Esto no es un alegato contra la crueldad humana hacia los animales. En lo personal, como sin remordimiento carne de cerdo, res, pollo y pescado, y cuando los fragmentos de esas criaturas llegan a mi plato no me atormento imaginando el degüello, la electrocución, el martillazo en el cráneo o el anzuelo angustioso en la garganta. Es de celebrar que se organicen gestas civiles para defender el bienestar de las focas descuartizadas por placer, las martas despellejadas por avaricia y los patos que entregan su hígado para que uno coma un paté delicioso sobre pancito recién horneado. Sólo apunto que tal vez sea más urgente –o prioritario– luchar por la verdadera abolición de la esclavitud, que sigue existiendo, o de la tortura, o de la pena de muerte aplicada a los homo sapiens.

Disculpen la frivolidad, pero acaso esta molestia no sea ética, sino meramente estética: las tripas, tanto las del toro como las del torero, suelen ir ocultas en un lugar preciso y necesario dentro del organismo, y sacarlas de ahí, como no sea con propósitos alimentarios o médicos, resulta casi siempre en un esperpento y una sandez. Los partidarios de las diversas clases de tauromaquia aducen que, sin ésta, nuestra cultura estaría llena de huecos y no habría grabados de Goya y de Picasso ni poemas enteros de García Lorca; otros alegan que juguetear con 500 kilos de carne furiosa para luego sacrificarla constituye un arquetipo de la civilización y hasta el triunfo de la línea vertical sobre la horizontal.
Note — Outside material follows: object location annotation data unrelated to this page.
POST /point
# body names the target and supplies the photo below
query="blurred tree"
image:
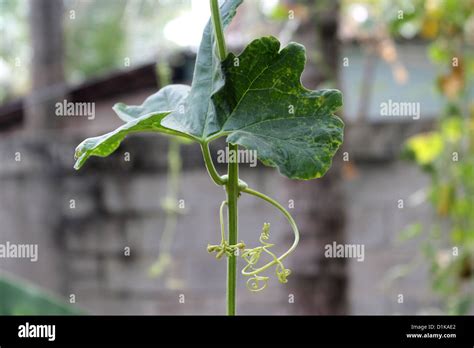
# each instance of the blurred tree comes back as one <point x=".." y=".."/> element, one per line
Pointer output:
<point x="47" y="68"/>
<point x="447" y="153"/>
<point x="95" y="33"/>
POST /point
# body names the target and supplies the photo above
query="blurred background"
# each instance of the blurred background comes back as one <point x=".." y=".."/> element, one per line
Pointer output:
<point x="128" y="234"/>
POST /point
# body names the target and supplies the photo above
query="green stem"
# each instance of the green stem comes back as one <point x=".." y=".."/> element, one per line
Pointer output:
<point x="211" y="169"/>
<point x="218" y="31"/>
<point x="232" y="184"/>
<point x="232" y="197"/>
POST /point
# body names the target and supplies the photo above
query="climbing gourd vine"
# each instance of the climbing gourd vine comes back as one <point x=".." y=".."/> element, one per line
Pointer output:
<point x="254" y="100"/>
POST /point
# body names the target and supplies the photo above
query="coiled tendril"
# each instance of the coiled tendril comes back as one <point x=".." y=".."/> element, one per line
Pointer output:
<point x="252" y="256"/>
<point x="256" y="281"/>
<point x="224" y="248"/>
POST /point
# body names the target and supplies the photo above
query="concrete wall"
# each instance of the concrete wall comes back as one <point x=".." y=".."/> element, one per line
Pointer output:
<point x="118" y="205"/>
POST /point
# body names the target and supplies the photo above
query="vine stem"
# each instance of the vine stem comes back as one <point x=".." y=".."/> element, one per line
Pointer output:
<point x="232" y="185"/>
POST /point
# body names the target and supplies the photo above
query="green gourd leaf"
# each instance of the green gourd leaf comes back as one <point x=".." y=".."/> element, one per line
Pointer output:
<point x="143" y="118"/>
<point x="264" y="107"/>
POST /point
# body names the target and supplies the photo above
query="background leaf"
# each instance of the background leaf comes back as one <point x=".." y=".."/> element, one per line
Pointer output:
<point x="200" y="120"/>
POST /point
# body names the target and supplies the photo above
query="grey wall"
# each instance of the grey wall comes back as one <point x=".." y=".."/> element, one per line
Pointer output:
<point x="81" y="250"/>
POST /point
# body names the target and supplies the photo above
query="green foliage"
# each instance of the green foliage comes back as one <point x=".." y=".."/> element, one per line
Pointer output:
<point x="258" y="103"/>
<point x="447" y="153"/>
<point x="18" y="298"/>
<point x="144" y="118"/>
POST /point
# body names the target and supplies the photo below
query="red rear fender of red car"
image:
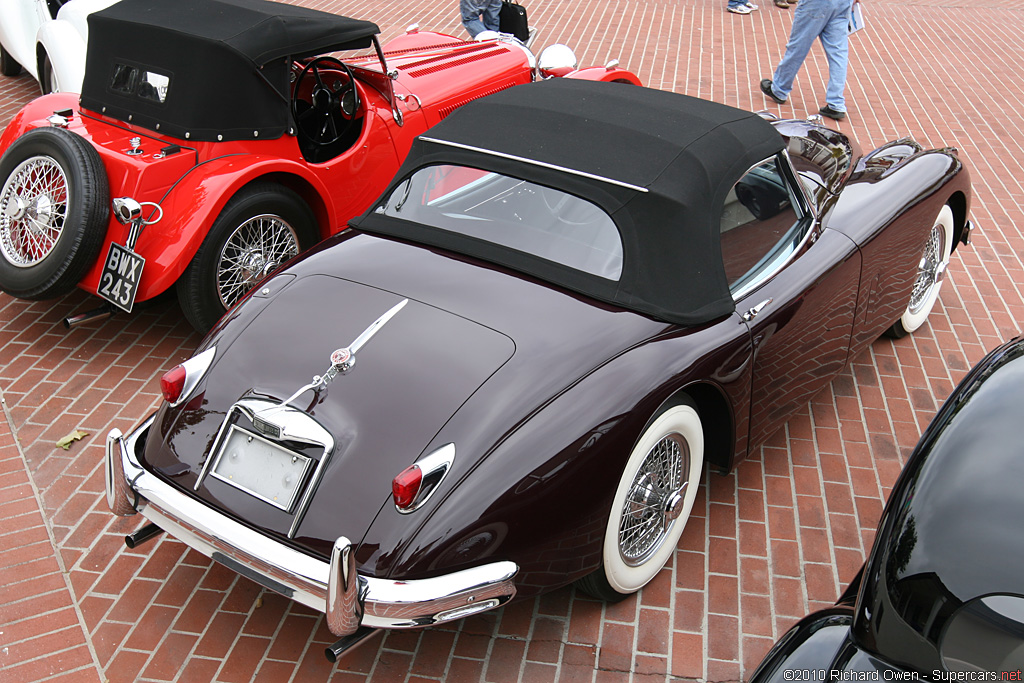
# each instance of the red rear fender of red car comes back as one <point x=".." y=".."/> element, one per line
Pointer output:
<point x="608" y="74"/>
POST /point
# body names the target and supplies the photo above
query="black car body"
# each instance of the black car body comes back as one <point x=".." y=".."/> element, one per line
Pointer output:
<point x="941" y="596"/>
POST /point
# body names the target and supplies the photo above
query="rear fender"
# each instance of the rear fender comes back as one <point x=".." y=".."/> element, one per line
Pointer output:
<point x="66" y="48"/>
<point x="20" y="20"/>
<point x="192" y="206"/>
<point x="609" y="74"/>
<point x="537" y="489"/>
<point x="34" y="115"/>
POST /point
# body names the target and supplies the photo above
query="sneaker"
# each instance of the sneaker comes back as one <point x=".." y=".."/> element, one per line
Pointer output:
<point x="769" y="92"/>
<point x="835" y="115"/>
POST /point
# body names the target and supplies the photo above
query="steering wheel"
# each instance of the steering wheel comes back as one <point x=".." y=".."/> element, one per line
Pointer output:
<point x="332" y="107"/>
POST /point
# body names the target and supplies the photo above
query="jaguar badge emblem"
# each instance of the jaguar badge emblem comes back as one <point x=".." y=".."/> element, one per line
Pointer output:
<point x="342" y="359"/>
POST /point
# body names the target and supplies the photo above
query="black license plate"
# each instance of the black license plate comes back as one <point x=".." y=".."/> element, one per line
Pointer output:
<point x="122" y="272"/>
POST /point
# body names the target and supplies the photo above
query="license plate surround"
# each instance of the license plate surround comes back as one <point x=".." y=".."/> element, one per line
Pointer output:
<point x="120" y="278"/>
<point x="259" y="467"/>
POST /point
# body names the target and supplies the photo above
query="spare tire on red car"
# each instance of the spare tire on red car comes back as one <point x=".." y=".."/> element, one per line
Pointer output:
<point x="53" y="213"/>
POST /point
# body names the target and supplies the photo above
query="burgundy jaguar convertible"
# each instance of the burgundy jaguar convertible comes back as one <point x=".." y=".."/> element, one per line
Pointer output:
<point x="508" y="375"/>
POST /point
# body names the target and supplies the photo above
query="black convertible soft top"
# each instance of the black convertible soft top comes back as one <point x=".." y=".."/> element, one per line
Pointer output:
<point x="659" y="163"/>
<point x="224" y="61"/>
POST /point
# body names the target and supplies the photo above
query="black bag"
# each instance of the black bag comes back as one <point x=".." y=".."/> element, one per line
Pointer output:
<point x="513" y="19"/>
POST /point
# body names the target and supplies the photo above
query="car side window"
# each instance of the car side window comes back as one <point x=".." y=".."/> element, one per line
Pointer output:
<point x="511" y="213"/>
<point x="763" y="223"/>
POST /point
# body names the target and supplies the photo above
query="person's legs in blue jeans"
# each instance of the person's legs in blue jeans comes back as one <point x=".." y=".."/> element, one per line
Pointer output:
<point x="471" y="16"/>
<point x="836" y="41"/>
<point x="808" y="20"/>
<point x="492" y="15"/>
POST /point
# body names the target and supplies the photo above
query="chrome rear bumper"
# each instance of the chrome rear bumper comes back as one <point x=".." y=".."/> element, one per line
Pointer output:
<point x="333" y="587"/>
Tal vez tengan razón, pero a estas alturas, la civilización bien podría prescindir de esos espectáculos que empiezan con una paupérrima exhibición de arrogancia macha vestida de lentejuelas y acaban en charcos de sangre y vómito bajo una nube de moscas. A fin de cuentas, hoy en día a nadie se le ocurre pregonar la pertinencia de las decapitaciones con el argumento de que qué bonitas les quedaron sus composiciones a los numerosos pintores –de Donatello a Klimt, de Meister a Caravaggio– que representaron las cabezas de Holofernes y del Bautista: está bien, ya pasó, los cuadros están puestos en los museos, y ya olviden el afán de seguir relacionando los cuchillos con los pescuezos.

¿Y qué se hace? Los partidarios y fanáticos del toreo, de las pamplonadas, de los palenques y de los morideros clandestinos, donde ponen a dos perros a despedazarse, e incluso algunos detractores de esas actividades, que en algunos sitios son clasificadas como deportes, esgrimirán que están en su derecho, que la defensa de las tradiciones y que bla, bla, bla. Un dato esperanzador es que, según cifras españolas, las corridas de toros tienen una mayoría de defensores en individuos mayores de 40, y una minoría de partidarios entre los de 39 para abajo. Eso habla bien del desarrollo civilizatorio y la tendencia no sólo indica que los chavos pueden ser mucho más razonables y sensatos que los rucos, sino también que tal vez en un par de generaciones las plazas de toros vayan a la quiebra por ausencia de demanda. Lo único que no debiera hacerse, en mi humilde opinión, es declarar ilegales esas actividades: sería tan impracticable, tan absurdo y, en una de esas, tan contraproducente, como prohibir el mal gusto.